There was significant negative relationship between SD and active clinic-based exercise participation. Also hierarchical regression analysis revealed that SD has a significant negative influence on active participation in clinic-based exercise. Another observation from this study was that medication use, epilepsy and increase in child’s age also have significant influence on active participation in clinic-based after these variable have been controlled statistically. This indicated that when assessing variables influencing clinic-based exercise participation among CWCP variables such as SD, the age of the child, presence of epilepsy, and medication use should be taken into considerations.

CONCLUSION

One-third of the CWCP suffered pathologic SD, which has negative impact on their quality of life and the ability to actively participate in both home and clinic-based exercises. Aside SD, other factors such as child’s age, spasticity level, and severity of motor impairment also affected their quality of life negatively. Enhancing the motor abilities of CWCP may improve their quality of sleep and quality of life.

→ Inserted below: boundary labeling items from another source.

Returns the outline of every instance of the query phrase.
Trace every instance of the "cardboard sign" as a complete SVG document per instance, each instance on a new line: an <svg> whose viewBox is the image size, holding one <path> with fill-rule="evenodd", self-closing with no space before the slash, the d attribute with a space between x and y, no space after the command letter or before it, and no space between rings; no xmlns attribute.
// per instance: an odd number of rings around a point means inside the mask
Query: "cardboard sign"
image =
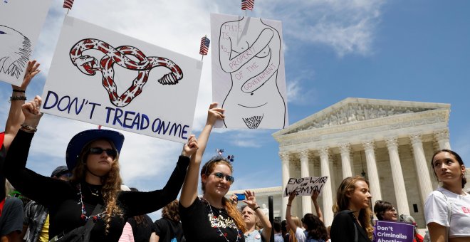
<svg viewBox="0 0 470 242"><path fill-rule="evenodd" d="M66 16L42 112L185 142L201 61Z"/></svg>
<svg viewBox="0 0 470 242"><path fill-rule="evenodd" d="M321 190L328 179L328 177L289 178L283 196L289 196L292 191L295 191L296 196L311 196L314 191L321 194Z"/></svg>
<svg viewBox="0 0 470 242"><path fill-rule="evenodd" d="M281 21L211 14L212 100L216 127L288 126Z"/></svg>
<svg viewBox="0 0 470 242"><path fill-rule="evenodd" d="M375 242L413 242L414 226L407 223L377 221L374 227Z"/></svg>
<svg viewBox="0 0 470 242"><path fill-rule="evenodd" d="M51 1L0 1L0 80L21 85Z"/></svg>

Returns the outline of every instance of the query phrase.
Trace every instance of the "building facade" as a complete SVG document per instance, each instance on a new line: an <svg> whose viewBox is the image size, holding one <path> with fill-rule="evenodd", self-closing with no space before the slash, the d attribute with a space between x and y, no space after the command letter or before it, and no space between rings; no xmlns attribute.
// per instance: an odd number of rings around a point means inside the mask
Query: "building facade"
<svg viewBox="0 0 470 242"><path fill-rule="evenodd" d="M328 177L319 202L329 226L341 181L362 175L370 182L372 206L390 201L423 228L424 201L437 186L428 163L436 150L450 149L449 113L449 104L346 98L273 134L282 189L289 177ZM286 204L283 198L283 219ZM293 214L315 214L309 196L293 205Z"/></svg>

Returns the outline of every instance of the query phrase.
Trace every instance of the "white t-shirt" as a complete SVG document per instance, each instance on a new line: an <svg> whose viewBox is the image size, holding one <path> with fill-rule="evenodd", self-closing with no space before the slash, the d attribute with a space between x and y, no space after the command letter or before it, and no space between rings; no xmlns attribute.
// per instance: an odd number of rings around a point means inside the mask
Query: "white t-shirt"
<svg viewBox="0 0 470 242"><path fill-rule="evenodd" d="M296 238L297 238L297 242L306 241L306 234L303 233L303 229L297 227L297 229L296 229Z"/></svg>
<svg viewBox="0 0 470 242"><path fill-rule="evenodd" d="M447 203L442 193L451 204L450 224L447 219ZM426 224L434 222L450 227L449 238L470 236L470 194L459 195L439 187L426 199L424 216Z"/></svg>

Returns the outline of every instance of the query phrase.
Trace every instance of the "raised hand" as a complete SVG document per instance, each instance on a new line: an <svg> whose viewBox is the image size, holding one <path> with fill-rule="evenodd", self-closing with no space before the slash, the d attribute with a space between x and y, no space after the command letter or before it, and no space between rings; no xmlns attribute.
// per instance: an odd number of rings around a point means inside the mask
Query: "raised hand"
<svg viewBox="0 0 470 242"><path fill-rule="evenodd" d="M212 102L209 106L209 111L207 111L207 124L214 125L217 119L223 120L225 118L224 115L223 108L217 107L217 102Z"/></svg>
<svg viewBox="0 0 470 242"><path fill-rule="evenodd" d="M26 90L31 79L33 79L33 78L34 78L36 74L41 72L41 70L38 69L40 65L41 64L37 63L36 60L28 61L26 73L24 74L24 78L23 78L23 83L21 83L21 86L19 87L17 85L12 85L11 87L13 87L13 89Z"/></svg>
<svg viewBox="0 0 470 242"><path fill-rule="evenodd" d="M193 154L196 153L197 149L199 149L199 146L197 145L196 136L191 135L188 138L188 142L183 146L183 151L181 152L181 155L190 157Z"/></svg>

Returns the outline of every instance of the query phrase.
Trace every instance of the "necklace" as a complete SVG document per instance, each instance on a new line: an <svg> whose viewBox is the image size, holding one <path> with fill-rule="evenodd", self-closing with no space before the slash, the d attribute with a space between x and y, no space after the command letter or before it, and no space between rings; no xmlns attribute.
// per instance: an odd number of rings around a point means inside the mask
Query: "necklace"
<svg viewBox="0 0 470 242"><path fill-rule="evenodd" d="M80 195L80 201L78 202L78 204L82 205L82 215L80 217L85 220L85 221L88 221L90 218L93 219L93 222L101 220L105 215L105 212L101 212L96 215L86 216L86 211L85 210L85 205L83 204L83 195L82 194L82 189L80 183L77 185L77 188L78 189L78 195Z"/></svg>
<svg viewBox="0 0 470 242"><path fill-rule="evenodd" d="M212 211L212 206L211 206L211 204L209 204L207 200L206 200L204 199L202 199L207 203L207 206L209 206L209 209L211 211L211 213L209 214L210 216L210 218L212 218L212 219L215 221L216 220L216 216L214 215L214 212ZM219 210L219 212L220 211L221 211ZM209 222L210 222L210 219L209 219ZM235 223L235 222L234 222L233 219L232 219L231 223L232 223L232 225L235 226L235 229L236 229L237 235L236 235L236 241L235 242L238 242L240 240L240 238L241 238L241 231L239 229L239 227L236 226L236 223ZM227 233L222 233L222 231L220 230L220 228L219 228L219 226L217 226L216 224L214 226L214 228L217 228L217 231L219 231L219 236L224 236L224 238L225 238L226 241L227 241L227 242L230 242L230 241L229 241L229 239L227 238Z"/></svg>
<svg viewBox="0 0 470 242"><path fill-rule="evenodd" d="M94 187L92 188L90 186L87 186L88 187L88 190L90 190L90 193L91 193L92 195L96 196L100 196L100 191L98 191L98 189L94 188Z"/></svg>

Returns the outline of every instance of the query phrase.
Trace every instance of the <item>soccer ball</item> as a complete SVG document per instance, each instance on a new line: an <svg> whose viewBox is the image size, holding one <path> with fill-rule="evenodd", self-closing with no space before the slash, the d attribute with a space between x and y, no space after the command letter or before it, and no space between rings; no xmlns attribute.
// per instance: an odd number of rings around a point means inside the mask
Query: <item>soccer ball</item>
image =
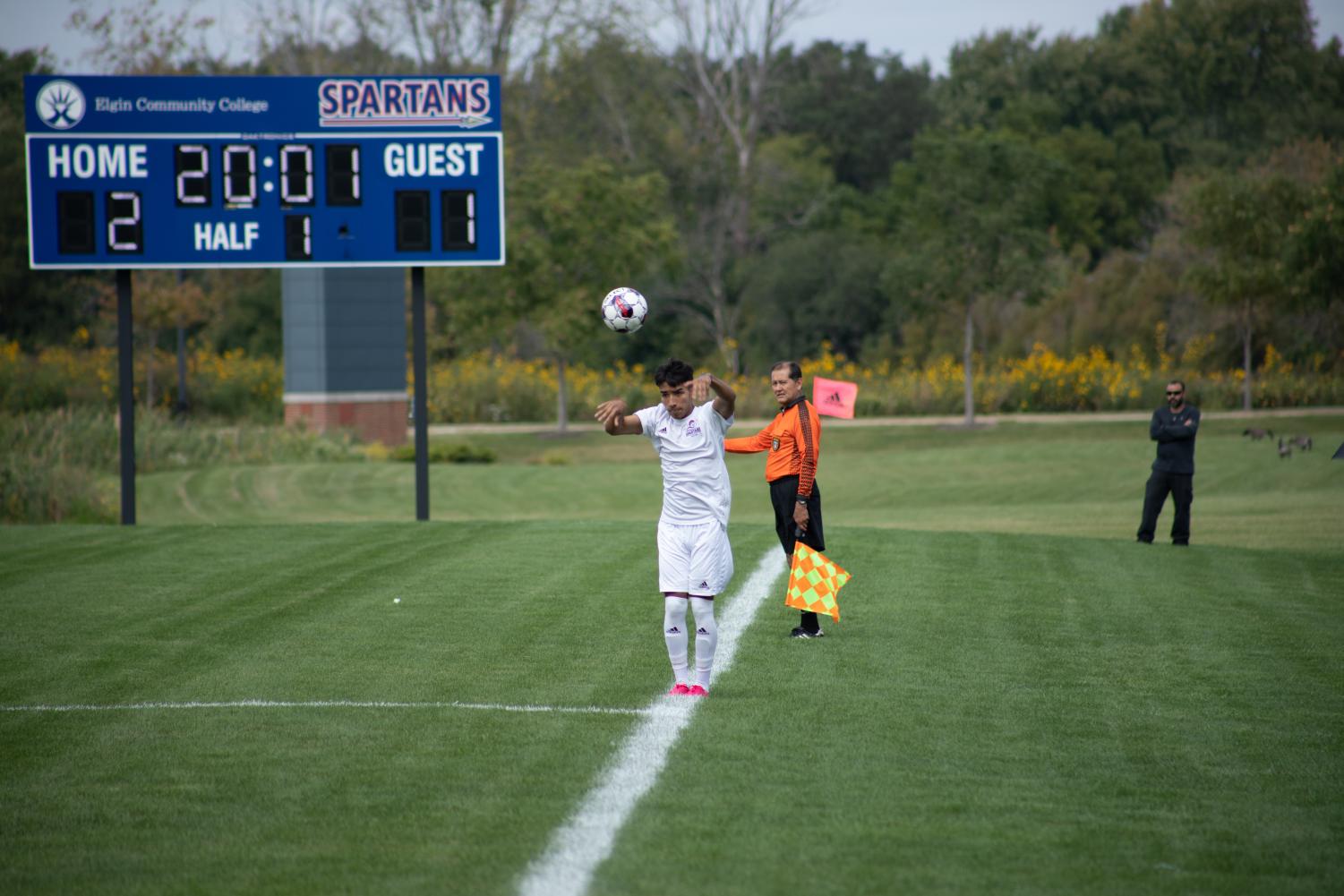
<svg viewBox="0 0 1344 896"><path fill-rule="evenodd" d="M640 290L617 286L602 300L602 322L617 333L633 333L644 326L649 302Z"/></svg>

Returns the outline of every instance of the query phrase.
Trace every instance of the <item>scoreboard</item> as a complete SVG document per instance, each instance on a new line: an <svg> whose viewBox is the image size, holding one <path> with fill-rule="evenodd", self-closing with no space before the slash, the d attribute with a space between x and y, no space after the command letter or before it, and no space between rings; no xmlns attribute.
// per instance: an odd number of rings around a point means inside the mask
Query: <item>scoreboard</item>
<svg viewBox="0 0 1344 896"><path fill-rule="evenodd" d="M24 78L35 269L504 263L495 75Z"/></svg>

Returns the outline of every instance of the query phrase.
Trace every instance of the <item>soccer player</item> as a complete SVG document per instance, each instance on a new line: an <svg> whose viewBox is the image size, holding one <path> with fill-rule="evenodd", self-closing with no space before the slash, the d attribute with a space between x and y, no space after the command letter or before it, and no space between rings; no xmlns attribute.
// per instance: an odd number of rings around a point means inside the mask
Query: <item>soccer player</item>
<svg viewBox="0 0 1344 896"><path fill-rule="evenodd" d="M732 485L723 463L723 434L732 426L738 396L712 373L695 375L668 359L653 371L661 402L634 414L624 400L602 402L594 416L609 435L645 435L663 465L659 517L659 590L663 638L676 684L668 693L703 697L710 690L719 626L714 596L732 578L728 509ZM714 392L714 400L707 400ZM685 611L695 615L695 681L687 662Z"/></svg>
<svg viewBox="0 0 1344 896"><path fill-rule="evenodd" d="M770 368L770 391L780 403L780 412L770 424L755 435L726 439L723 447L738 454L770 451L765 478L774 505L774 531L784 555L792 560L796 541L816 551L827 548L821 533L821 486L816 480L821 419L802 394L802 368L797 361L780 361ZM820 638L823 634L817 614L810 610L802 610L800 623L789 633L793 638Z"/></svg>

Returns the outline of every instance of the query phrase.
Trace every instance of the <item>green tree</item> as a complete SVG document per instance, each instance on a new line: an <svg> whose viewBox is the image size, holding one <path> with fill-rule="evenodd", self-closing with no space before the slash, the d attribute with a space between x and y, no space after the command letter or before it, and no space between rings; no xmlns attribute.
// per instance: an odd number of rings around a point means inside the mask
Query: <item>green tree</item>
<svg viewBox="0 0 1344 896"><path fill-rule="evenodd" d="M925 132L896 176L900 228L884 271L896 302L956 309L962 317L965 422L974 423L977 314L1031 296L1051 251L1050 184L1062 165L1003 132Z"/></svg>
<svg viewBox="0 0 1344 896"><path fill-rule="evenodd" d="M1232 313L1242 343L1242 407L1247 411L1257 326L1293 298L1288 234L1305 207L1300 183L1263 168L1211 175L1185 201L1187 236L1206 253L1187 275L1206 298Z"/></svg>
<svg viewBox="0 0 1344 896"><path fill-rule="evenodd" d="M810 134L836 183L860 191L886 181L937 114L927 64L907 69L900 56L868 55L863 43L818 40L797 54L785 47L777 67L777 132Z"/></svg>
<svg viewBox="0 0 1344 896"><path fill-rule="evenodd" d="M509 196L508 265L437 278L435 328L503 334L501 321L526 321L556 365L556 426L564 431L569 365L610 359L620 340L641 339L602 326L602 296L640 287L676 263L667 181L624 173L602 159L569 168L538 163L512 172ZM598 340L610 348L594 345Z"/></svg>

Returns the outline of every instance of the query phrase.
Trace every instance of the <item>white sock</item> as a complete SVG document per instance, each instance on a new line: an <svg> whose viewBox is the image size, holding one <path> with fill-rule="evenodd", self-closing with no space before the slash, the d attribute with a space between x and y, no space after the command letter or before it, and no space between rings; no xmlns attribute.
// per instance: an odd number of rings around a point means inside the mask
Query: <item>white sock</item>
<svg viewBox="0 0 1344 896"><path fill-rule="evenodd" d="M710 673L714 670L714 649L719 645L719 623L714 621L714 600L691 598L691 611L695 613L695 684L710 689Z"/></svg>
<svg viewBox="0 0 1344 896"><path fill-rule="evenodd" d="M663 598L663 638L668 642L668 660L672 661L672 674L677 684L691 680L691 669L685 662L685 598Z"/></svg>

SD has negative impact on quality of life and the ability of CWCP to actively participate in both home and clinic-based exercise.

Besides SD, increase in child’s age, spasticity, and severity of motor impairment also affected quality of life negatively.

Apart from SD, increase in child’s age and the use certain medications have negative influence on both active clinic and home-based exercise participation.

Physiotherapist can improve quality of sleep in CWCP by enhancing their motor abilities, which is a prerequisite for a better physical and mental functioning. Also, multidisciplinary discus with referring pediatricians may ensure that drugs that caused sedation are not taken close to the time of doing exercise and those drugs causing insomnia could be reviewed.